The research is based on a survey conducted between January and March 2023 that involved 1,230 senior executives across engineering, production, supply chain and operations.
The respondents spanned multiple continents, coming from Australia, Brazil, Canada, China, France, Germany, India, Italy, Japan, Mexico, Spain, Sweden, the United Kingdom and the United States.
According to the report, by 2026, 65% of companies intend to buy most key items from regional suppliers, up from 38% today. Even more organizations (85%) say they plan to produce and sell most of their products in the same region by 2026, almost doubling from 43% today.
The report also finds that regional sourcing and production are important to becoming less vulnerable to disruption, but not enough to reach sustained resiliency.

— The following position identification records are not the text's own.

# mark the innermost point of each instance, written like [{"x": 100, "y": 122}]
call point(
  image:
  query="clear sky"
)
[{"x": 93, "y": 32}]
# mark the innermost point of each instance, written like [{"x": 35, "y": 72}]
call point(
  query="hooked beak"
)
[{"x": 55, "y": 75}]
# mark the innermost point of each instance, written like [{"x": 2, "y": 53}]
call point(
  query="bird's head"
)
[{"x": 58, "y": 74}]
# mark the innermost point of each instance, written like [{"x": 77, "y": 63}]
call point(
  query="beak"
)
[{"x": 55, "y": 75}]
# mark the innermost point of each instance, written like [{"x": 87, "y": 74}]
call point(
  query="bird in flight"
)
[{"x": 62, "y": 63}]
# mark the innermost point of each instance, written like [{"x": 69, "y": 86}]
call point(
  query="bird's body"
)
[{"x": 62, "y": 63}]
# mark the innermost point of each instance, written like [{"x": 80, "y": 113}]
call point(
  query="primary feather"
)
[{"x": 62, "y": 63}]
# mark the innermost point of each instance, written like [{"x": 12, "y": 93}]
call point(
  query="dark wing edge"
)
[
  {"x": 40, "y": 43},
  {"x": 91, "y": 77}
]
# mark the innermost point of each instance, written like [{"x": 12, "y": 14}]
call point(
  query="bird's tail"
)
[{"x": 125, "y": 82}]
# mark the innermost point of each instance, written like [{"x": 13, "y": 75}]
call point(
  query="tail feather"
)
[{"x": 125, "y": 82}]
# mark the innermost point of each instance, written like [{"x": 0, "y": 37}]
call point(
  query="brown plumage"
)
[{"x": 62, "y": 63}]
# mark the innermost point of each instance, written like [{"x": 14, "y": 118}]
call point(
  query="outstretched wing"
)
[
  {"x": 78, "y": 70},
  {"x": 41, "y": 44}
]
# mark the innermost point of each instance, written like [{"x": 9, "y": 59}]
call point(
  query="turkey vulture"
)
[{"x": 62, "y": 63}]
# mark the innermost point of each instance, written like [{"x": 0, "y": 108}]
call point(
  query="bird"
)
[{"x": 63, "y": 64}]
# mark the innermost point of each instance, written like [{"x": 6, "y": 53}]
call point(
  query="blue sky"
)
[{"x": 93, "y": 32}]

Accenture claims that companies must also increase their digital maturity by investing in data, AI, and solutions like digital twins.
“Having more mature capabilities in these areas helps companies build reconfigurable supply chains and autonomous production. These capabilities also enable dynamic, sustainable product development and support decentralized, real-time decision-making at the frontlines of operations,” says the management consultancy company.

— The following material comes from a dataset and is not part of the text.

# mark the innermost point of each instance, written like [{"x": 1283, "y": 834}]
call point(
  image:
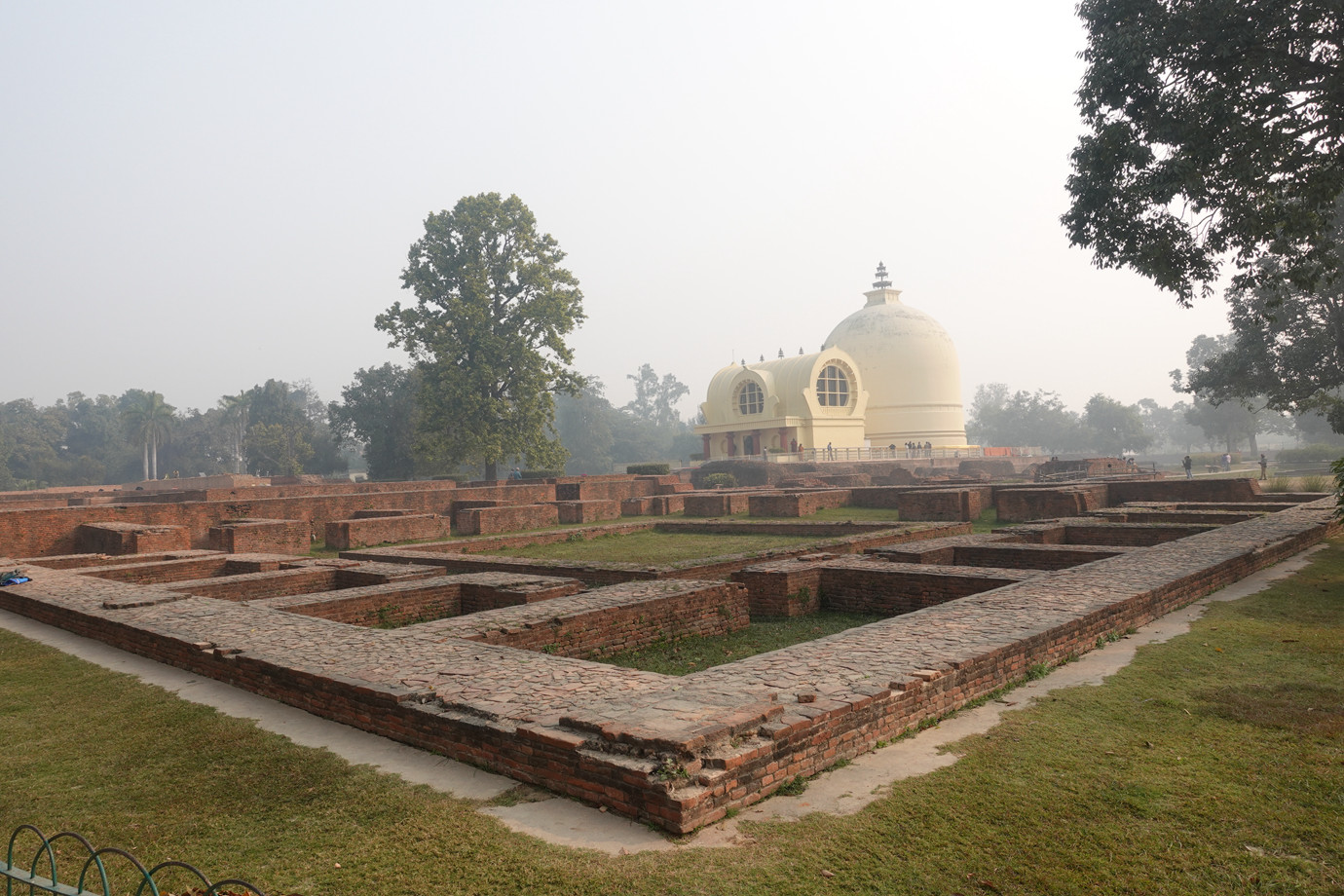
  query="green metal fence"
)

Accenture states that on average, companies are investing $1 billion in 2023 to digitize, automate and relocate supply and production facilities, which is expected to increase to at least $2.5 billion in 2026.
Sunita Suryanarayan, global supply chain and operations resiliency lead at Accenture, says companies will have to go about strategically redesigning supply networks to get the resilience they are looking for:
“When disruption struck, many companies quickly applied short-term fixes to their complex global production and supply networks. These networks had been designed for cost efficiency and just-in-time deliveries. Now is the time to strategically redesign them for multi-sourcing, without creating unwieldy silos or new bottlenecks, and make them more transparent and agile with data and AI to drive sustained resiliency.”
As part of the research, Accenture says it developed a model to measure engineering, supply, production and operations resiliency on a 0-100 scale. On average, companies achieved a score of only 56.